Summary. The paper introduces SPECA, an LLM-driven auditing framework that extracts explicit, categorized security properties (invariants, pre/postconditions, trust assumptions) from natural-language specifications of distributed protocols and reuses them for cross-implementation comparison. It targets specification-divergence defects in multi-client systems such as blockchain networks. On the Sherlock Ethereum Fusaka contest (10 targets, 366 submissions), SPECA recovers all 15 in-scope H/M/L vulnerabilities (8 fully automated) and identifies 4 additional fix-confirmed bugs, including a cryptographic-invariant violation missed by all adjudicated findings. On the RepoAudit C/C++ benchmark it achieves 100% recall and 88.9% precision (F1=0.94), surfaces 12 author-validated bugs beyond ground truth (2 externally validated), and correctly flags 5 published bugs as non-exploitable defensive coding. False positives are traced to three pipeline stages; a multi-model ablation identifies property-generation quality as the primary limit. End-to-end cost is reported as ~$30 per H/M/L bug.

Significance. If the empirical results hold under replication, the work provides a concrete, reusable method for specification-anchored auditing that directly addresses the gap between single-repository code analysis and the reality of multiple independent implementations of a shared spec. The full recovery of contest vulnerabilities, discovery of new bugs, traceable false-positive analysis, and explicit identification of the property-generation bottleneck constitute measurable progress over purely code-driven approaches. The use of public benchmarks with author- and externally-validated findings, together with cost and wall-clock metrics, makes the contribution immediately usable by auditors and researchers working on blockchain and distributed-system security.

major comments (2)

[§4] §4 (Sherlock Evaluation): the distinction between the 8 fully automated recoveries and the 7 expert-augmented recoveries is load-bearing for the claim of reduced human intervention; the manuscript should provide the precise prompting templates, property-categorization rules, and decision procedure used to classify a detection as automated-only versus expert-augmented so that the 8/15 figure can be reproduced.
[§3] Property-extraction pipeline (described in §3): while the multi-model study correctly identifies property quality as the binding constraint, the central claim that derived properties are “complete” and “accurate” for downstream detection would be strengthened by a quantitative completeness metric (e.g., fraction of spec-stated invariants successfully extracted) or a small-scale human validation of the extracted property sets on a held-out specification; without this, the 100% recall on RepoAudit remains tied to the specific benchmarks rather than shown to generalize.

minor comments (2)

[Abstract] Abstract and §5: the reported ~$30 / ~42 min figures should state the exact LLM models, temperature settings, and parallelization hardware used, as these directly affect reproducibility of the cost claim.
[Evaluation] Table or figure summarizing false-positive root causes: adding a compact table that cross-tabulates the three pipeline-pinned causes across both benchmarks would improve readability and allow readers to assess the relative contribution of each phase.

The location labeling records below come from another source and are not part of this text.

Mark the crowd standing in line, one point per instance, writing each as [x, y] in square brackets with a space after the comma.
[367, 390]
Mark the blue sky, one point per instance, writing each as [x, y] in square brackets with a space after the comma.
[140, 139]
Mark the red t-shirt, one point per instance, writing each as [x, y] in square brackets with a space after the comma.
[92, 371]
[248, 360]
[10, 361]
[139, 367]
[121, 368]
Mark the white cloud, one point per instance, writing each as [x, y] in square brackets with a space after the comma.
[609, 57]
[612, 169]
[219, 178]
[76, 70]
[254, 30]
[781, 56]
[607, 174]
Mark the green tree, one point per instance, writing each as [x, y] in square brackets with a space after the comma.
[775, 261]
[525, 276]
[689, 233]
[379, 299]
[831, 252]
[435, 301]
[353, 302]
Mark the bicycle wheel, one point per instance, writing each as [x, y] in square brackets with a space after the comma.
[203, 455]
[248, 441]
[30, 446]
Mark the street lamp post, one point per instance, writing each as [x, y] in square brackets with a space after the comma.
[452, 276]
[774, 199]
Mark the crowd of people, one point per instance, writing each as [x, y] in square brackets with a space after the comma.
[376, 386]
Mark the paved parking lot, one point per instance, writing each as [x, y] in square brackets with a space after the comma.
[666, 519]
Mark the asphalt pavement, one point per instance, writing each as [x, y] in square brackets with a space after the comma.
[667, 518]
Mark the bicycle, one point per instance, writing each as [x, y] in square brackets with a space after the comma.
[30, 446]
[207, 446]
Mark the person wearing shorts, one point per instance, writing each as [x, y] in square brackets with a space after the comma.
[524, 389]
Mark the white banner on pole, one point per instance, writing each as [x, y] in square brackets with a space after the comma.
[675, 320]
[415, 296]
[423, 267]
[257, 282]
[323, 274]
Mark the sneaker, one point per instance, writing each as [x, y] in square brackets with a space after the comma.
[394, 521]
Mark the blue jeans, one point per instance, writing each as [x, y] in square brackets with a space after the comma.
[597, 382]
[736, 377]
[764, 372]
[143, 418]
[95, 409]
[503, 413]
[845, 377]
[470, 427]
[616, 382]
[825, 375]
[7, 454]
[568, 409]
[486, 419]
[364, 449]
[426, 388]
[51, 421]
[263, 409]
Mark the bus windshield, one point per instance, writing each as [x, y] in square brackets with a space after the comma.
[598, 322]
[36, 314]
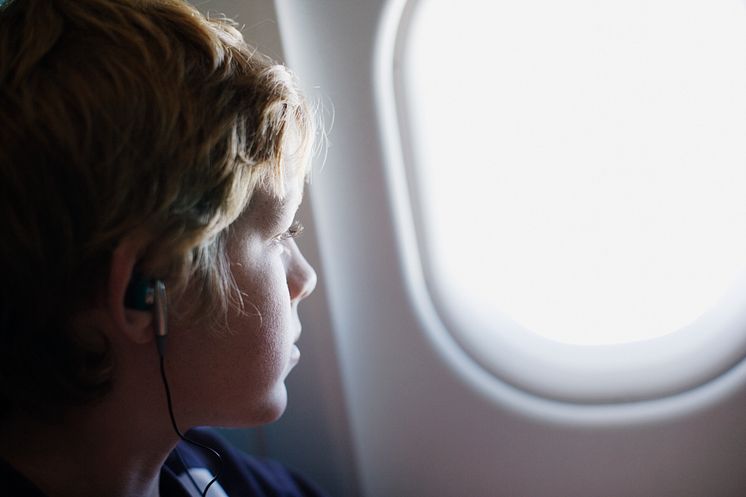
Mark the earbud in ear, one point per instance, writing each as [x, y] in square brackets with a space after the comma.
[145, 294]
[140, 293]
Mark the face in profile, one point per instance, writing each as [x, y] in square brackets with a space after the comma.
[236, 377]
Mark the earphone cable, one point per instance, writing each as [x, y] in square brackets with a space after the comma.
[187, 439]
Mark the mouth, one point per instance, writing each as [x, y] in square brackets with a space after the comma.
[294, 355]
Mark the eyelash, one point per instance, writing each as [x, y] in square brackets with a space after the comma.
[293, 231]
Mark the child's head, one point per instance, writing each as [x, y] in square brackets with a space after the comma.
[124, 119]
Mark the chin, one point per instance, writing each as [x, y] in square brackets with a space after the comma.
[264, 411]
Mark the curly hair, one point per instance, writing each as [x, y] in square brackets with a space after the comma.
[123, 117]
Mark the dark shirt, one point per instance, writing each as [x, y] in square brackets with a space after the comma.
[240, 474]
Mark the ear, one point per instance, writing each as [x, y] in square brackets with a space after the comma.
[136, 325]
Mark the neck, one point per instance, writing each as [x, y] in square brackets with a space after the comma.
[115, 447]
[87, 456]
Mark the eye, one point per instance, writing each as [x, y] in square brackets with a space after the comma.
[293, 231]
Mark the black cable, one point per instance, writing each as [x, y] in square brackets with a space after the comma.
[186, 439]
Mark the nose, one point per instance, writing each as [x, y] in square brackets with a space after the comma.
[301, 276]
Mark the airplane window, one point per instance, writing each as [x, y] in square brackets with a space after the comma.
[579, 167]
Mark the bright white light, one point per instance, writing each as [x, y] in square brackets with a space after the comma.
[581, 164]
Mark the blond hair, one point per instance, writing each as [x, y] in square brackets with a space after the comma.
[123, 118]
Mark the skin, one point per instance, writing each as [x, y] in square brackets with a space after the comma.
[117, 446]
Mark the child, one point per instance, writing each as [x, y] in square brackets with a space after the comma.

Simulated Author's Rebuttal

2 responses · 0 unresolved

We thank the referee for the constructive comments and positive recommendation for minor revision. We address each major comment point by point below.

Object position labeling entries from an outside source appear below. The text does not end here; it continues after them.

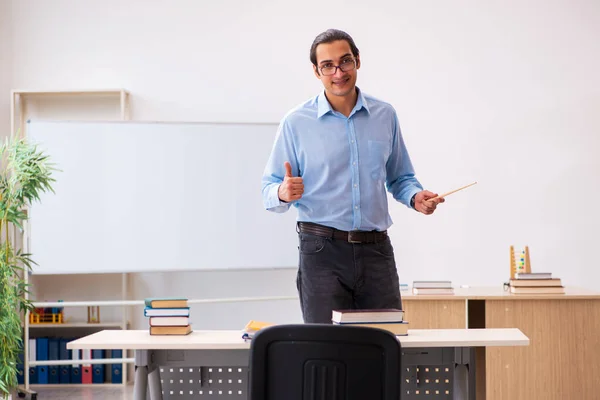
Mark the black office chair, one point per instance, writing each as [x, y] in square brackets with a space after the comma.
[324, 362]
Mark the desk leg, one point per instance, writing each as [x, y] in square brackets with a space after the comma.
[154, 383]
[140, 384]
[464, 373]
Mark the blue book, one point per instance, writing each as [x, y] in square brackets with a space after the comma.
[41, 353]
[53, 354]
[166, 312]
[116, 369]
[98, 369]
[64, 354]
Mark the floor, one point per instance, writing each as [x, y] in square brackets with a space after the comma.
[83, 393]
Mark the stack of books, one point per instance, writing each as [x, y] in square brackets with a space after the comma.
[168, 316]
[391, 319]
[252, 327]
[536, 283]
[433, 287]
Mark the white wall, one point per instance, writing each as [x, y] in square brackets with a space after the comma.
[6, 55]
[487, 73]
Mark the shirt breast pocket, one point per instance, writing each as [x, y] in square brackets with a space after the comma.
[379, 152]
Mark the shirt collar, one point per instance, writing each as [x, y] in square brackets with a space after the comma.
[323, 106]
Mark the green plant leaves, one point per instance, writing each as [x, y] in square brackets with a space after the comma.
[25, 173]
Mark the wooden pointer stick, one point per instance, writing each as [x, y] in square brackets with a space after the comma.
[453, 191]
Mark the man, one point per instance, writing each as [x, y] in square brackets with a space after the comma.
[332, 159]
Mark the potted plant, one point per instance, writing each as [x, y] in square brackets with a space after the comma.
[25, 173]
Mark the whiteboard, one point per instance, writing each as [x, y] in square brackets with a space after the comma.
[149, 196]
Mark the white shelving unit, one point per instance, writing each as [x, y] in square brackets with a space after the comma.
[119, 106]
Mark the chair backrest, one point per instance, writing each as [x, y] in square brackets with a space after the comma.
[324, 362]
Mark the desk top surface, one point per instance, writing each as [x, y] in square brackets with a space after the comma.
[498, 293]
[232, 339]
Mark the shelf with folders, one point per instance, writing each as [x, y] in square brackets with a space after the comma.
[47, 360]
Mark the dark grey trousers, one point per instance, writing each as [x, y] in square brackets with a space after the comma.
[334, 274]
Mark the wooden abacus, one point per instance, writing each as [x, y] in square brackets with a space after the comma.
[513, 262]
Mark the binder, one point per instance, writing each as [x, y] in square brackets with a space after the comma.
[63, 354]
[42, 355]
[116, 375]
[86, 369]
[53, 370]
[20, 368]
[98, 369]
[32, 357]
[75, 368]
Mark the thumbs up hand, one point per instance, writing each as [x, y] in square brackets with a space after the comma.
[292, 187]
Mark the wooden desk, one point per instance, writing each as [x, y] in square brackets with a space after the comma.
[225, 350]
[563, 360]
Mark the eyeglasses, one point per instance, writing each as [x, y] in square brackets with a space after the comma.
[346, 65]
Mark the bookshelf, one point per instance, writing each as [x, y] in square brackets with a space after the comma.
[76, 104]
[22, 101]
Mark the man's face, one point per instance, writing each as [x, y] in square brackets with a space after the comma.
[334, 54]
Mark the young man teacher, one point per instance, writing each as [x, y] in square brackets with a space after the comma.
[333, 158]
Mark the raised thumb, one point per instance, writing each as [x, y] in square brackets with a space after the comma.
[288, 169]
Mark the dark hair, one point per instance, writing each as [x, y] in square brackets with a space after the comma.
[331, 35]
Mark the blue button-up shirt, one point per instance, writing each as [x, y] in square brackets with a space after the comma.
[346, 164]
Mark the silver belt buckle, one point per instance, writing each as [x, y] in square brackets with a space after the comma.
[351, 237]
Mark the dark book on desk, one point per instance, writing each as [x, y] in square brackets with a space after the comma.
[371, 315]
[166, 302]
[170, 330]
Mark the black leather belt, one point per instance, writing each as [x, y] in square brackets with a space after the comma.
[350, 237]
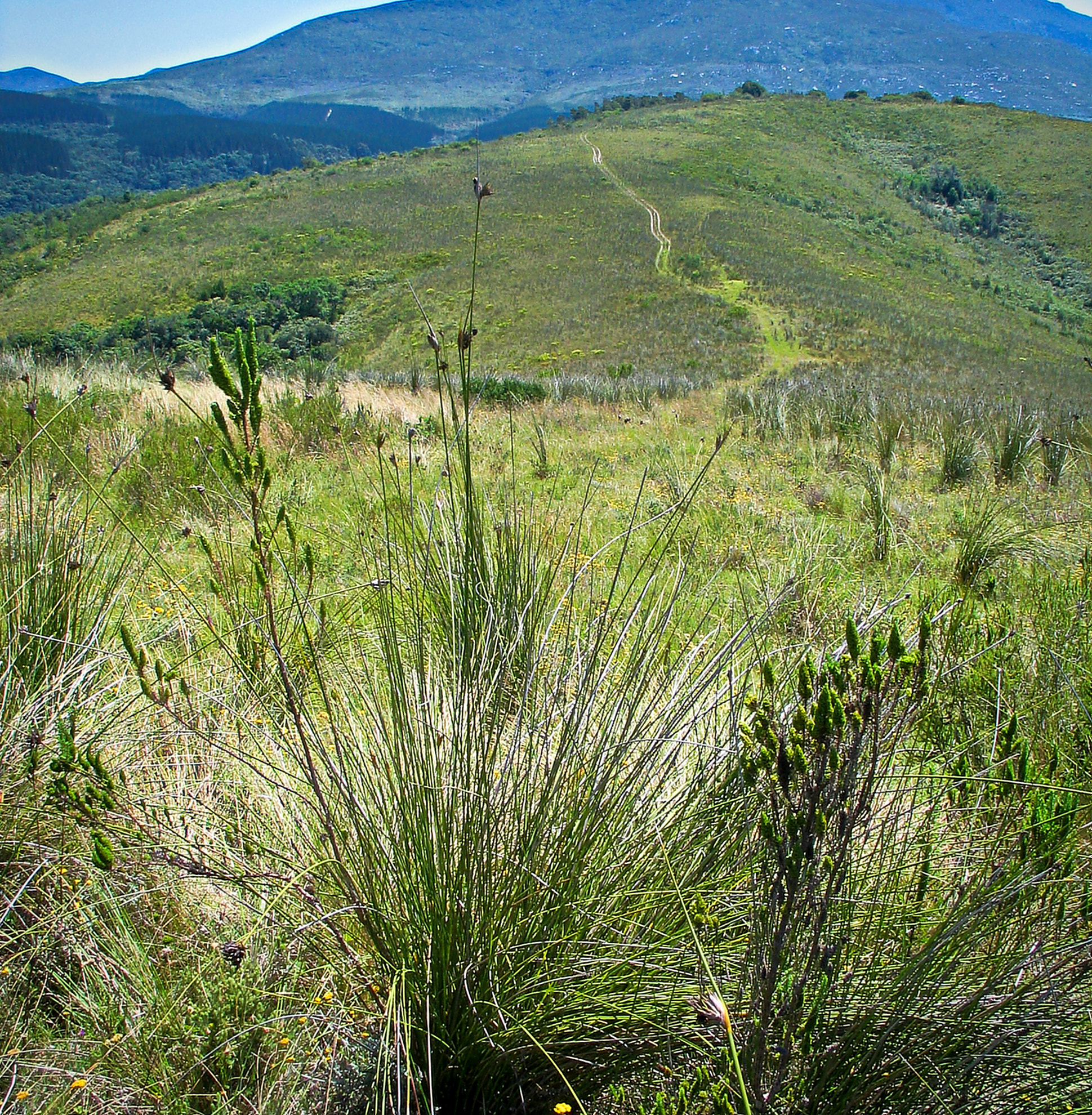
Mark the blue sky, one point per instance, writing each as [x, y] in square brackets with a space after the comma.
[91, 41]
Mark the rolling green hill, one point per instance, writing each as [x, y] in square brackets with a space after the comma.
[492, 56]
[946, 247]
[56, 151]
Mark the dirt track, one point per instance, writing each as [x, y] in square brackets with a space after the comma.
[654, 221]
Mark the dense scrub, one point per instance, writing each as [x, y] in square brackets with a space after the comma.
[462, 750]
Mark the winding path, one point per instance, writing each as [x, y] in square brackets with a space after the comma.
[654, 221]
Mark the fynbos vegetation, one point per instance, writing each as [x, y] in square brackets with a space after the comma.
[358, 760]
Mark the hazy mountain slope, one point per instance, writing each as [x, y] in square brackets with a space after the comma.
[29, 79]
[497, 55]
[808, 232]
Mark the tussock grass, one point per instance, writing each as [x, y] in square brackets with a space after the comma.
[506, 792]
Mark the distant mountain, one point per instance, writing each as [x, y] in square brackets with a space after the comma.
[487, 58]
[29, 79]
[58, 150]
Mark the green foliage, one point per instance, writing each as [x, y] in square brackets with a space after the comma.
[960, 452]
[1015, 444]
[507, 390]
[986, 538]
[878, 507]
[24, 153]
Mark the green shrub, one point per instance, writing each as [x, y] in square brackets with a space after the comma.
[506, 390]
[1014, 447]
[960, 451]
[170, 467]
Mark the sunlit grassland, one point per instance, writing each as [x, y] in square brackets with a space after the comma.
[794, 197]
[122, 983]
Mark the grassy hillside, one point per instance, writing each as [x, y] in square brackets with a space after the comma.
[57, 151]
[701, 753]
[498, 55]
[804, 232]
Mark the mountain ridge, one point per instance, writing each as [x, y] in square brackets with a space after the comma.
[496, 56]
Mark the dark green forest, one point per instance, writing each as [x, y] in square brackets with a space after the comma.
[57, 151]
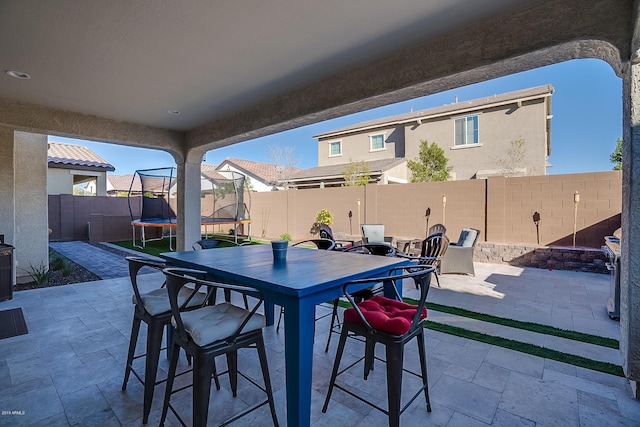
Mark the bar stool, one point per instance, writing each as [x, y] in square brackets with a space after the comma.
[392, 323]
[379, 249]
[152, 308]
[212, 331]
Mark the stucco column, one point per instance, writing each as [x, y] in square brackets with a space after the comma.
[630, 275]
[7, 187]
[31, 202]
[188, 229]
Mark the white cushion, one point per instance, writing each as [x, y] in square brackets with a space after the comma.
[467, 237]
[213, 323]
[157, 301]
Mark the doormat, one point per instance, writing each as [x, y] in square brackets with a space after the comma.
[12, 323]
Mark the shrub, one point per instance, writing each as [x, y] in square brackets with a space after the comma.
[324, 217]
[57, 262]
[39, 274]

read point-by-point responses

Referee: §4 (Sherlock Evaluation): the distinction between the 8 fully automated recoveries and the 7 expert-augmented recoveries is load-bearing for the claim of reduced human intervention; the manuscript should provide the precise prompting templates, property-categorization rules, and decision procedure used to classify a detection as automated-only versus expert-augmented so that the 8/15 figure can be reproduced.

Authors: We agree that reproducibility of the 8/15 split is essential to substantiate the reduced-human-intervention claim. In the revised manuscript we will add the exact prompting templates used for property extraction and detection, the categorization rules for invariants/pre/postconditions/trust assumptions, and the explicit decision procedure for labeling a recovery as fully automated versus expert-augmented. These materials will appear in Section 4 together with a new appendix containing the full templates and classification logic. revision: yes
Referee: Property-extraction pipeline (described in §3): while the multi-model study correctly identifies property quality as the binding constraint, the central claim that derived properties are “complete” and “accurate” for downstream detection would be strengthened by a quantitative completeness metric (e.g., fraction of spec-stated invariants successfully extracted) or a small-scale human validation of the extracted property sets on a held-out specification; without this, the 100% recall on RepoAudit remains tied to the specific benchmarks rather than shown to generalize.

Authors: We recognize that an explicit completeness metric or held-out human validation would further support generalization claims. Because natural-language specifications do not supply an enumerated ground-truth set of invariants, a direct quantitative completeness fraction would require additional formalization and could introduce subjectivity. We will therefore add a small-scale human validation study of extracted property sets on a held-out specification in the revised version and will expand the limitations discussion in Section 3 to clarify the scope of the 100% recall result. revision: partial

Circularity Check

0 steps flagged

No significant circularity identified

full rationale

The paper presents an empirical framework (SPECA) evaluated on external public benchmarks (Sherlock Ethereum Fusaka contest with 366 submissions and RepoAudit C/C++ benchmark). All reported metrics (vulnerability recovery, precision/recall, extra bugs) are grounded in traceable external findings and author/external validation rather than internal fits or self-referential definitions. No load-bearing self-citations, ansatzes, or predictions that reduce to fitted inputs are present; property generation quality is explicitly identified as the limiting factor with multi-model controls.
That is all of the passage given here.